When the Woods Hole Oceanographic Institution placed a camera on Martha’s Vineyard’s South Beach, it was to monitor shore erosion. Richard Brooks had a different idea and got permission to use it to collect data on how whites and blacks arrayed themselves on the beach in relation to each other—part of a larger study he is doing of racial interaction on the island that, much to his wife’s consternation, he conducts during family vacations there.
Nominally a contracts and corporate law specialist, Brooks has brought his wide-ranging and hard-to-categorize scholarship to NYU Law, where he is teaching in the fall and will formally become a full-time tenured faculty member in January. He was previously the Charles Keller Beekman Professor at Columbia Law School, which he joined in 2013 from Yale Law School, where he also held a chaired professorship.

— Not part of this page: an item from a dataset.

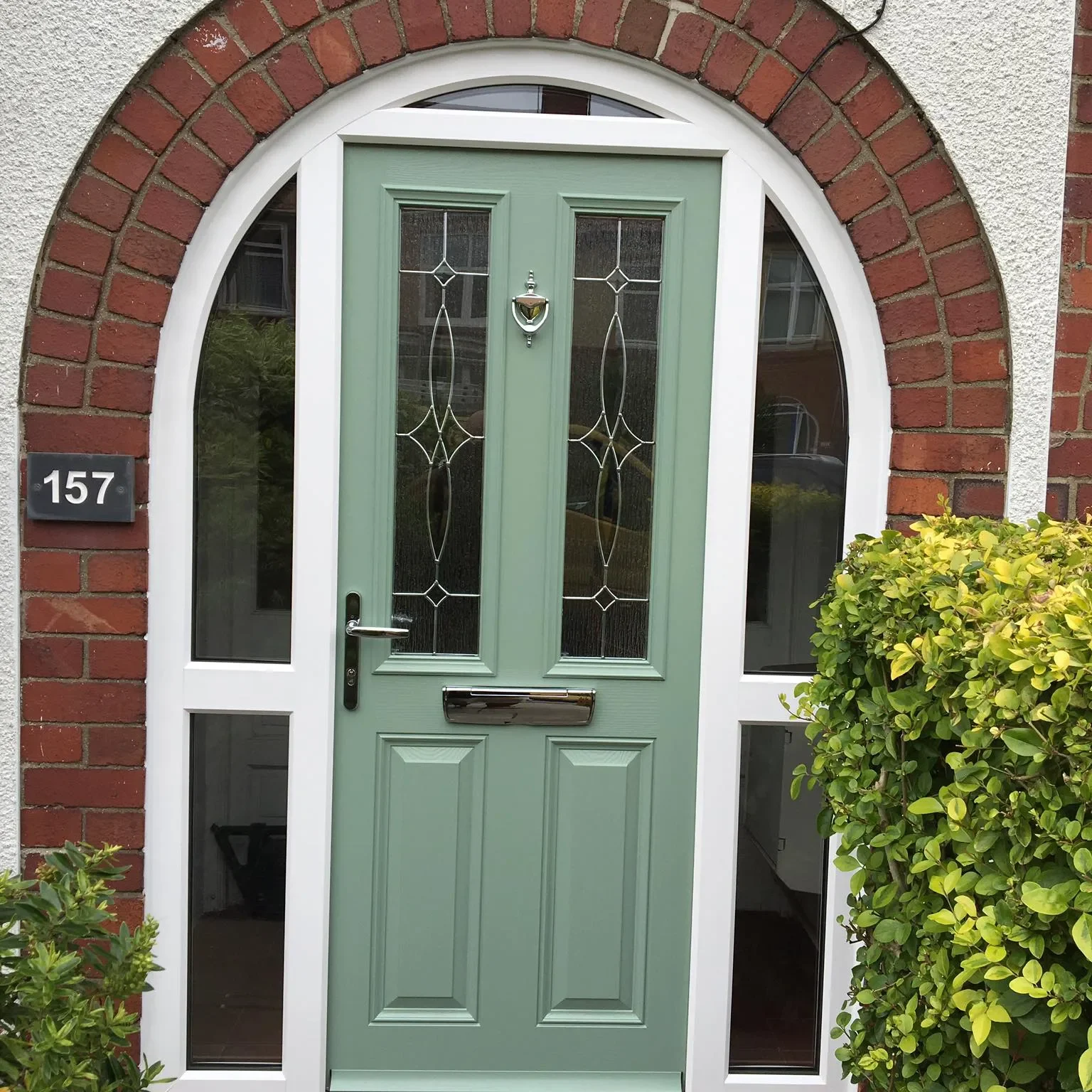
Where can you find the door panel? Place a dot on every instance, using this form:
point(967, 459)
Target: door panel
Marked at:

A feeling of intellectual kinship drew Brooks to NYU. “NYU Law’s appeal is that so many of the faculty are broadly engaged in areas that matter to me,” he says. “People are not confined to niches, so if your interests cut across topics, you don’t have to sacrifice your broader concerns to feel a sense of community.” He was also impressed by the number of faculty members who are foreign born. “I think that’s just part of a larger engagement in global and diverse perspectives,” says Brooks, who lived in Jamaica until moving to Connecticut when he was seven.

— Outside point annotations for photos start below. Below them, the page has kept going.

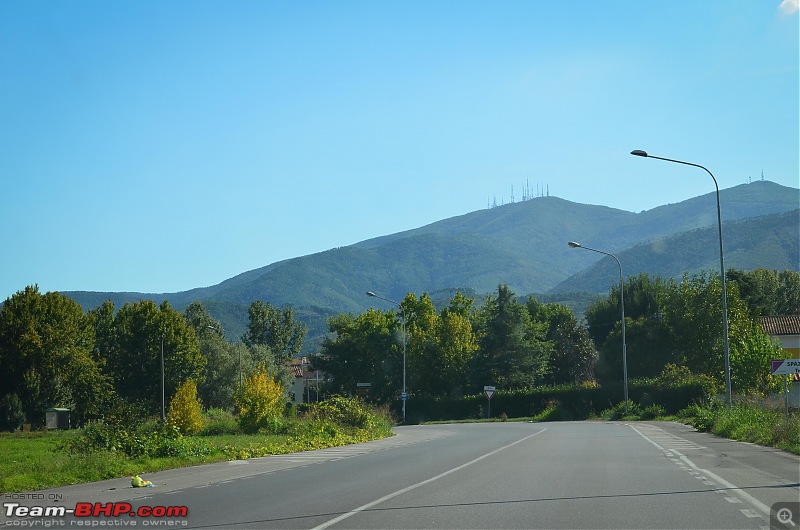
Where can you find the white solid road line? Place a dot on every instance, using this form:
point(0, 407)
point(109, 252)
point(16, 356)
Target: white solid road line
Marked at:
point(731, 487)
point(418, 484)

With a PhD in economics from the University of California, Berkeley (as well as a JD from the University of Chicago), Brooks often engages in work with a strong empirical bent, though he notes that he is also “very skeptical about data generally.” In 2015, in a case before the US Supreme Court, he co-authored an amicus brief assailing data purporting to show that affirmative action harms its intended beneficiaries.
Much of what Brooks does also seems downright anthropological, such as his current project examining forms of address people use with each other (“Sir,” “Doctor,” “Master”), which, he says, “exert a profound influence on our civil, political, and social lives.” Indeed, in describing his approach as a scholar, Brooks points to French anthropologist Claude Lévi-Strauss and one of his oft-repeated assertions: “Every contract is an averted war and every war a failed contract,” as Brooks paraphrases it.
“When I think about contracts, it really is about social organization,” Brooks explains. That perspective informs Saving the Neighborhood: Racially Restrictive Covenants, Law, and Social Norms, a 2013 book he co-authored with Yale Law’s Carol Rose that explores the history of race restrictions in real estate deeds and their lingering influence long after they were outlawed. He is also a co-author of a traditional contracts casebook.
“Rick is curious about a lot of things, and he helps other people with their ideas,” says Rose. “I don’t collaborate often, but we fed off each other’s ideas.” She notes that their collaboration often took place in a New Haven coffee shop, and a coffee shop might be a good place to look for Brooks now that he’s relocated to Washington Square. “I like working in public spaces,” he says. “The noise and the buzz kind of help me to focus.” Plus, he has loved coffee ever since he was a child, when his Jamaican grandmother would make it for him heavily sweetened with condensed milk.
Brooks might also be found on a squash court or checking out a comic book shop with his 11th-grade daughter. (His son is a freshman at Brown University, and his wife, Heidi, a PhD psychologist, is on the faculty of the Yale School of Management.)
In coming to NYU, Brooks has reunited with his PhD thesis adviser from Berkeley, Professor Daniel Rubinfeld, who now teaches at the Law School. “As a student of law and economics,” Rubinfeld recalls, “Rick showed great enthusiasm, incredible breadth of thinking, and the dedication that made him an excellent prospect for success in the field.”
Success on the beach has proved more challenging. After waves from an offshore hurricane disrupted his data gathering on Martha’s Vineyard, Brooks moved his project inland. But there’s still the issue of the Vineyard being meant for relaxation, not research. “I’ve really got to cut that back,” he said with a laugh, contemplating his family’s upcoming trip there during the summer of 2017.